Yay! Statins! Muscles! We all know that the issue of statins causing muscle pain is 99% bullshit, and results from suggestible patients who didn’t really want treatment in the first place misattributing muscular aches they were already getting/would have got anyway. With the exception, maybe, of the one patient I’ve seen whose statin-induced myalgia was possibly genuine given that it must be hard to think yourself into a CK of 17,000. Yeah, but that aside, it’s all cobblers, isn’t it, and patients are stopping these drugs at the first sign of an irrelevant twinge.

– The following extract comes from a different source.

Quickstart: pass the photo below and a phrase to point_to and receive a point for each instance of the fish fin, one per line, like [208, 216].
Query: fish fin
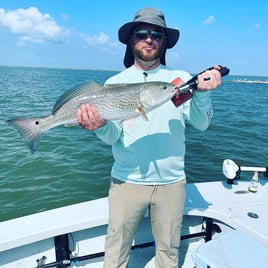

And now there’s evidence to back this up. To summarise, patients on statins only really complained of muscle aches when they were made aware that they were taking the drugs (rather than placebo) and therefore had an expectation that they might develop a problem.

This suggestibility reaches its peak of absurdity for me when I try to prescribe amitriptyline – which I do, frequently, on account of it curing everything. I trot out the side effect list of ‘constipation, dry mouth and dizziness’, at which point I one-hundred-per-cent guarantee the patient will say, using these exact words, ‘I get those already’. I’ve mentioned this before, I know, but it’s so fascinating, consistent and hilarious and I’m going to keep banging on about it until someone gives the observation the credit it deserves, specifically by officially labelling it ‘Copperfield syndrome’: the experience of drug side effects in advance of the drug actually being prescribed.

Anyway, the message is clear. Some patients you just know will get side effects from their statins, or whatever, because they get side effects from everything, so don’t even bother.

And for the rest, don’t tweak their side effect antennae with well-meaning risk/benefit discussions. Dish out the meds, tell them nothing and instruct them to burn the patient information leaflet. What could go wrong? Apart from rhabdomyolysis, obviously.